Foot Problems: Some examples and How They’re Treated

As the adage goes, “When your feet hurt, everything hurts.” Humans are both blessed and cursed by being bipedal and that means that all the weight of the body ends up in our feet. No wonder we have so many foot problems. Add this to the fact that a lot of humans, especially but not limited to women, buy shoes not for comfort or support but for the way they look. It matters not that the shoes are all but instruments of torture. People still fork out hundreds of dollars for a pair of fire engine red stiletto heeled pumps!

Diabetes is especially damaging to the feet. Diabetics have to take special care of their feet, for one of the complications of the disease is peripheral neuropathy. This makes the foot insensate and the patient might not even know that it’s been injured until infection sets in.

Here are some common types of foot problems.


Nearly all bunions can be avoided if people just wore comfortable shoes with lots of room for their toes. But the constricting shoes that are so fashionable now often force the big toe to turn in toward the other toes. In extreme cases, the big toe might even cross the second toe, which causes the big toe to become calloused. The irritation might even prompt the big toe to grow a bone spur and a painful, fluid filled sac. Eventually, a bunion may call for surgery where a surgeon might apply pins or screws, or shorten or lengthen the ligaments in and around the toe. Though most of these surgeries are successful, they might not bring relief to all patients.

Ingrown Toenails

Ingrown toenails often happen because people simply don’t know how to cut their toenails. Toenails should be cut straight across with clippers specially made to trim toenails. Cutting toenails improperly risks the nail growing into the flesh around the toe. An ingrown toenail can also be the result of an accident or injury, as when the patient stubs their toe. Again, wearing less than comfortable shoes can compound the problem, as tight, ill fitting shoes cause the nail to press even more painfully into the tissue.

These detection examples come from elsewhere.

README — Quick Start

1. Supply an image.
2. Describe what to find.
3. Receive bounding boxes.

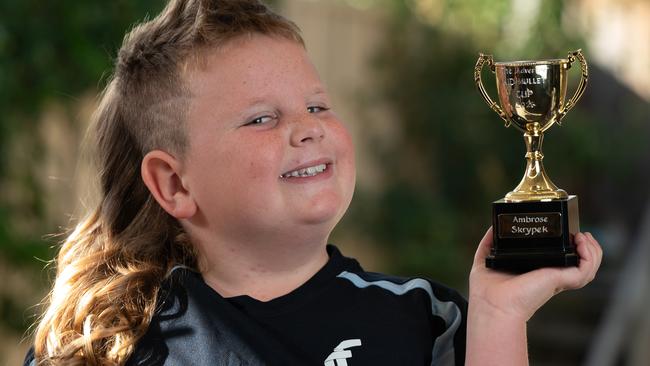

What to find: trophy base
[485,196,580,273]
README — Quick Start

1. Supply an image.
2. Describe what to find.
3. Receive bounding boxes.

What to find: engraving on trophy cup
[474,50,588,271]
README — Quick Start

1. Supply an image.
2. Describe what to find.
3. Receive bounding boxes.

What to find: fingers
[474,226,493,267]
[560,233,602,290]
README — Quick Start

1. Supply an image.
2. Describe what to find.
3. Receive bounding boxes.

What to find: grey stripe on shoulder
[337,271,462,366]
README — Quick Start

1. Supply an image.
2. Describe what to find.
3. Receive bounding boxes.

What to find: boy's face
[183,35,355,246]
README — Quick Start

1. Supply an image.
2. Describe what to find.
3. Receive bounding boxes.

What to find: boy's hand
[469,228,603,322]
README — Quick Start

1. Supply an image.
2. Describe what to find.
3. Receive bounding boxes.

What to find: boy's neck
[199,236,329,301]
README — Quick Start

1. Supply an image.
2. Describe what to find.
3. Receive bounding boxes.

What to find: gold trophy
[474,50,588,272]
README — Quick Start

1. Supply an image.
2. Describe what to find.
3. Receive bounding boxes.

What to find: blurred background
[0,0,650,366]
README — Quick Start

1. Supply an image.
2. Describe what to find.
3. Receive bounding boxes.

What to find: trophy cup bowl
[474,50,587,272]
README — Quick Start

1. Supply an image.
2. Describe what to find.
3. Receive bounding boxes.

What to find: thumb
[474,226,494,267]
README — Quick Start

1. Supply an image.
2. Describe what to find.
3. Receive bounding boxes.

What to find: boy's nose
[291,116,325,146]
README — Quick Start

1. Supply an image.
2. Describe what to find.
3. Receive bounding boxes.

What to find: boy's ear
[140,150,196,219]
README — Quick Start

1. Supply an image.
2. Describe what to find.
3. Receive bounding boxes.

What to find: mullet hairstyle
[34,0,304,365]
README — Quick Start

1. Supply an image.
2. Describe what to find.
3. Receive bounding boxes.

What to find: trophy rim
[494,58,570,66]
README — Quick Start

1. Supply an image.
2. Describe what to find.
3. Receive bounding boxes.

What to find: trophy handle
[557,49,589,125]
[474,53,510,127]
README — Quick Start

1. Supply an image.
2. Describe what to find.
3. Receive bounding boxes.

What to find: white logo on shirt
[325,339,361,366]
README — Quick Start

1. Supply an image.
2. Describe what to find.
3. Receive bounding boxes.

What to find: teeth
[281,164,327,178]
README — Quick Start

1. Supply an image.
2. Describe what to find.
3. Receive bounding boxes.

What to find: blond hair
[34,0,303,365]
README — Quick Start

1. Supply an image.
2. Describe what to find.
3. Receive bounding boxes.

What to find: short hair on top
[34,0,304,365]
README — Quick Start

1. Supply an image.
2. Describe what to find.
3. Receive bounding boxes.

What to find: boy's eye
[307,105,329,113]
[245,116,275,126]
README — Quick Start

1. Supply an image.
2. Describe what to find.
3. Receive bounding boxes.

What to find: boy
[26,0,601,366]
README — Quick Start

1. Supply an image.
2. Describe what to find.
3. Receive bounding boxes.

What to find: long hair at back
[34,0,303,365]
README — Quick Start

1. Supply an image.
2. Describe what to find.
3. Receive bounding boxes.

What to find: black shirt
[26,245,467,366]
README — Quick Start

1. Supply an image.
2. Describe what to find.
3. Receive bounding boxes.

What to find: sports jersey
[21,245,467,366]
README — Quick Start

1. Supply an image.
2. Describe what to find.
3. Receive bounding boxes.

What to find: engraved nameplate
[498,212,562,238]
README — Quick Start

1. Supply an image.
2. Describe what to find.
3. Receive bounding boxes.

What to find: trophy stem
[505,122,569,202]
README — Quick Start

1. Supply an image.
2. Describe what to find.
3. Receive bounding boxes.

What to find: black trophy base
[485,196,580,273]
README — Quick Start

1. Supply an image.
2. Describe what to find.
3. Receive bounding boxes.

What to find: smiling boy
[25,0,602,366]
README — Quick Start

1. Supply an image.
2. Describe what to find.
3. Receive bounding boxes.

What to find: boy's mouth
[280,164,330,178]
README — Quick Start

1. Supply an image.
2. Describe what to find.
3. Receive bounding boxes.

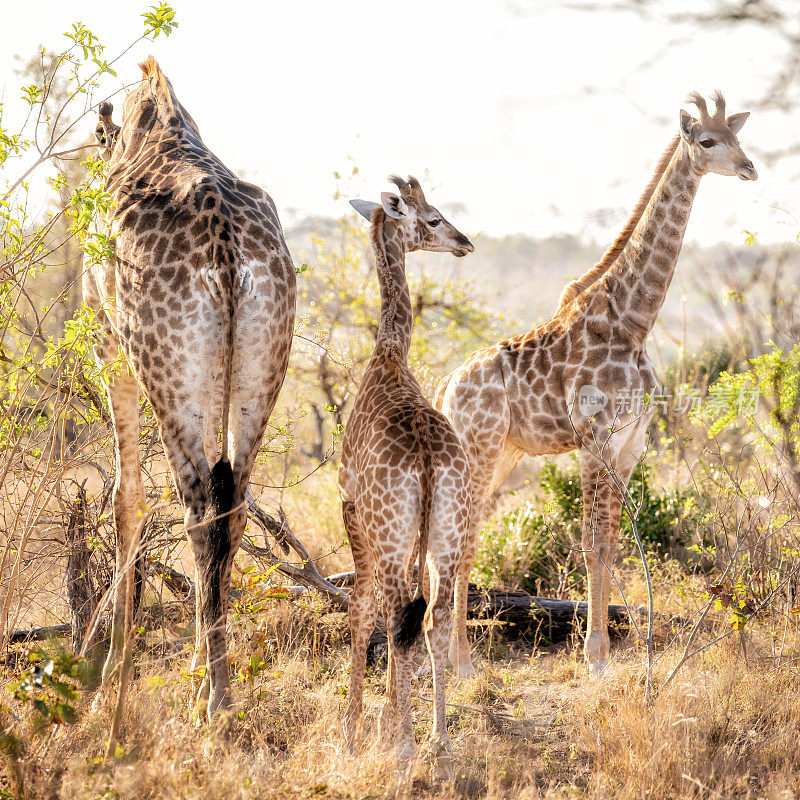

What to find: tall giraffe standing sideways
[339,176,473,757]
[436,93,757,675]
[90,56,295,715]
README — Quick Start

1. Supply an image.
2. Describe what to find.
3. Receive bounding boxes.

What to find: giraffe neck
[371,209,414,359]
[589,141,701,345]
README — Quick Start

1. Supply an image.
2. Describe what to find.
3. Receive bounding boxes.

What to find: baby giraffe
[339,176,474,758]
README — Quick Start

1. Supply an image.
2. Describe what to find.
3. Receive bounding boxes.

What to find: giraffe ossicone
[436,93,758,674]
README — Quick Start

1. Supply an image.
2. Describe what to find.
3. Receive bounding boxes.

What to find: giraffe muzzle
[736,159,758,181]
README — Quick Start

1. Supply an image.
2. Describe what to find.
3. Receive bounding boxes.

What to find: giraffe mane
[556,135,680,314]
[139,55,174,108]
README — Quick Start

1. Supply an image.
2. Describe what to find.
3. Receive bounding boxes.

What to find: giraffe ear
[681,109,697,141]
[350,195,379,220]
[381,192,408,219]
[725,111,750,133]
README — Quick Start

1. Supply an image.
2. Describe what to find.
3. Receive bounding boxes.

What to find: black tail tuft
[394,595,428,647]
[203,460,233,619]
[206,459,233,528]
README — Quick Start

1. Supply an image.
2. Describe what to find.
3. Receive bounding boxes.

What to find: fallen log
[8,622,72,644]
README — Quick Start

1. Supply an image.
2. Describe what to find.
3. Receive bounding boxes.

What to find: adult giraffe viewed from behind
[339,176,473,756]
[84,56,295,715]
[436,93,757,674]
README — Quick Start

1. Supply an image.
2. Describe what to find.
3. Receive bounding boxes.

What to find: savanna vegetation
[0,4,800,800]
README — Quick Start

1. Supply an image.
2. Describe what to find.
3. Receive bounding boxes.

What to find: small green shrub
[472,458,701,597]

Another cause of foot pain are hammertoes, where the toes are crooked or strangely angled because the person has developed an unnatural walk. A bunion can also be part of a foot suffering from hammertoes. Sometimes hammertoes are the result of genetic factors, such as when a person has an unusually high arch of their foot. But other times, once again, it’s the result of wearing badly fitting shoes that throw the body out of balance and forces an unnatural gait. A very advanced case of hammertoes can make it very difficult for a person to walk at all. Once the foot reaches this condition the toes are hard to straighten out. As with a bunion, surgery might be the only option.

Heel Spurs

There’s a ligament in the foot called the plantar fascia. When this ligament is inflamed, the body reacts by depositing calcium, which eventually may produce a spur on the heel bone. Sometimes these spurs don’t hurt much, but sometimes they hurt a great deal, especially when the person puts pressure on their heel. The pain is at its worst when the person first gets out of bed in the morning. Putting weight on the heel causes a terrible shooting pain that can make a person cry out.

There are several ways that the discomfort of a heel spur can be eased. Once again, the wearing of proper shoes is essential, especially shoes with insoles that strengthen the arch of the foot and take the pressure off of the plantar fascia. Exercise, ice massage and splints worn at night also do much to relieve the pain of heel spurs.

Morton’s Neuroma

Morton’s neuroma is an enlarged nerve right at the bottom of the third and fourth toes. Though it’s a benign condition, it still causes tingling, burning and shooting pains in the toes and ball of the foot.

The mechanism that leads to a Morton’s neuroma is complex, but it usually happens to people with flat feet, because flat feet stretch the nerves more than feet with normal arches. High heels can also lead to a neuroma.

The symptoms of Morton’s neuroma can be greatly alleviated by comfortable and supportive shoes, as well as insoles that support the arch and small pads put under the ball of the foot. In severe cases, a doctor might give the patient steroid injections to reduce the inflammation. Surgery includes removing or freezing the nerve. Lasers are also used to destroy the neuroma.